Just to recap. Nexfibre is a £4.5bn joint venture between Telefónica, Liberty Global and InfraVia Capital Partners (here). The network has so far covered around 2.4 million UK premises with their new full fibre network, which is being built by Virgin Media’s engineers. But the operator’s original plan to cover “up to” 7 million UK homes (starting with 5m by 2026) in areas NOT currently served by Virgin’s network of 16m+ premises was recently dealt a blow by Telefonica’s strategic review (here) and currently has no clear plan for going beyond 2.5m premises.
However, we can’t help but feel that a consolidation between these two would be a tough sell, particularly due to there being quite a lot of overbuild between VMO2/nexfibre and Netomnia’s respective networks in urban areas. On top of that, Netomnia has positioned itself as being more of a cutting-edge but low cost broadband disruptor, which differs significantly from Virgin Media’s perhaps more historically premium (pricing) approach.
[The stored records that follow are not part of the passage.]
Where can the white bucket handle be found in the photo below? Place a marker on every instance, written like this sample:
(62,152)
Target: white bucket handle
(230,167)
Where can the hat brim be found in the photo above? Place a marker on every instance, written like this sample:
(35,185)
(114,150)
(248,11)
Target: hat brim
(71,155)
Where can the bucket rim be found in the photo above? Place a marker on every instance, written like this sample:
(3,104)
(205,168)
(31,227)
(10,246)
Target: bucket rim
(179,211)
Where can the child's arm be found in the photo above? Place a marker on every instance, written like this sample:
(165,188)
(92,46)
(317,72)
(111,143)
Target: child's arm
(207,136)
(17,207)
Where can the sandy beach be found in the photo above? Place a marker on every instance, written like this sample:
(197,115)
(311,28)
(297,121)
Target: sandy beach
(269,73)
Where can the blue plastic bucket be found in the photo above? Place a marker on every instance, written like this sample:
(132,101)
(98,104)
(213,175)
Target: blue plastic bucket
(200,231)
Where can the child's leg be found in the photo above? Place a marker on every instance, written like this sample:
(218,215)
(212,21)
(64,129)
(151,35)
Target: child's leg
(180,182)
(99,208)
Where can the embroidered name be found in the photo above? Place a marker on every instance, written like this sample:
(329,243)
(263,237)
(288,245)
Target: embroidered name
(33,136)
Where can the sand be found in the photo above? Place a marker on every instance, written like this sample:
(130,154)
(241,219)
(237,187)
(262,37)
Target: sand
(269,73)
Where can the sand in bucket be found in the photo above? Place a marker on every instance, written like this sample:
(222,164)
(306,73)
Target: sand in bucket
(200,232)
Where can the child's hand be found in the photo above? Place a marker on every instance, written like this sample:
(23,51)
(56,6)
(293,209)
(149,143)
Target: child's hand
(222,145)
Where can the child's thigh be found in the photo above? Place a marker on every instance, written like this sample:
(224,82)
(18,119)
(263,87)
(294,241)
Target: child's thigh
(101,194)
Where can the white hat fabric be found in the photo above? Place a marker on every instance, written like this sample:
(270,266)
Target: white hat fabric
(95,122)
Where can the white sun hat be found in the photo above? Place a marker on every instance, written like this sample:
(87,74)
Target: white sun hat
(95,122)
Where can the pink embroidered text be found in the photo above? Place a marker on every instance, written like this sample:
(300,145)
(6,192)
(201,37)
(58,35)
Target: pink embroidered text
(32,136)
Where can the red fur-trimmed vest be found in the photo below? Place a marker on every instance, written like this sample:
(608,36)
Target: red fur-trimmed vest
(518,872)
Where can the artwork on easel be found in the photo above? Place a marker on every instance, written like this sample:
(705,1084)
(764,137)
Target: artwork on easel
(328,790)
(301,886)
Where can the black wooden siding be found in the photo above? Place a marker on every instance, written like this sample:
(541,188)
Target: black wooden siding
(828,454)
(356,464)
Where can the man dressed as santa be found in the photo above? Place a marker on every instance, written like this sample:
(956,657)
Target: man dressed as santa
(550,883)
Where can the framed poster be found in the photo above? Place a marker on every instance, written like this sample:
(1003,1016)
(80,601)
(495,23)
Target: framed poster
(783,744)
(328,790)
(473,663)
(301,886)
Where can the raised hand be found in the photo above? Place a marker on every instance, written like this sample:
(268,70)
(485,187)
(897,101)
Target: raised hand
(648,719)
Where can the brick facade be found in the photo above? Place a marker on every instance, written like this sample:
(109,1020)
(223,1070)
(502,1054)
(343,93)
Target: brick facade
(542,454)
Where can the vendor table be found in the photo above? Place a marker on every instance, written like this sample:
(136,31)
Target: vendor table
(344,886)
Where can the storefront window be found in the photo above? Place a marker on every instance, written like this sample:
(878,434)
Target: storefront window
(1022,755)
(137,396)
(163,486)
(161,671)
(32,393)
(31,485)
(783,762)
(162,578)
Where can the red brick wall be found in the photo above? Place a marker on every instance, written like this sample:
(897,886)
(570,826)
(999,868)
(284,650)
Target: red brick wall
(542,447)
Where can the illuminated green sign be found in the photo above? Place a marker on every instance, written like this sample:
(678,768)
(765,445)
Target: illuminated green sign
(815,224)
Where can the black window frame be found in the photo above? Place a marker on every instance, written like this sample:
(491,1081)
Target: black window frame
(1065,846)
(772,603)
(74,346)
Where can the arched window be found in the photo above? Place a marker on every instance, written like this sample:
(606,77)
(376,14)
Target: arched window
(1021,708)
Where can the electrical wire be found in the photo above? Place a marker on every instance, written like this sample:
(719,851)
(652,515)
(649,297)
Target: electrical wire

Suffice to say that such a deal may also be unlikely to go down well with customers of Netomnia’s retail ISPs, many of which will have previously chosen them to escape from major ISPs, like Virgin Media, and their cycle of inflation busting mid-contract price hikes and expensive post-contract pricing. On top of that, there’s the usual complexities over differences in network infrastructure and technology, which could be quite tricky to resolve.
On the other hand, it’s worth remembering that such talks aren’t unexpected in today’s market, particularly with so many altnets being under pressure from competition, rising build costs and high interest rates. Netomnia has been one of the few altnets to continue building through this phase of the market, seemingly with some success, but they’re not immune to the challenges.
Just to underline the above point, the same newspaper claims that CityFibre has also approached Netomnia for talks and that a deal “was still a possibility“. Such a deal would actually seem to make a lot more sense, given how there’s significantly less overbuild between this pair and consolidation would create serious competitive scale in the altnet space (CityFibre covers about 4.5m premises). But it would also create a group that carries a huge amount of debt, which might be an issue for an alternative deal with VMO2 too, depending upon the approach.
In the end, none of these talks should be considered as unexpected in today’s consolidation minded market, where everybody seems to be talking to everybody else. But whether any of this leads to a real agreement and even more serious talks is another matter entirely. Take with a pinch of salt.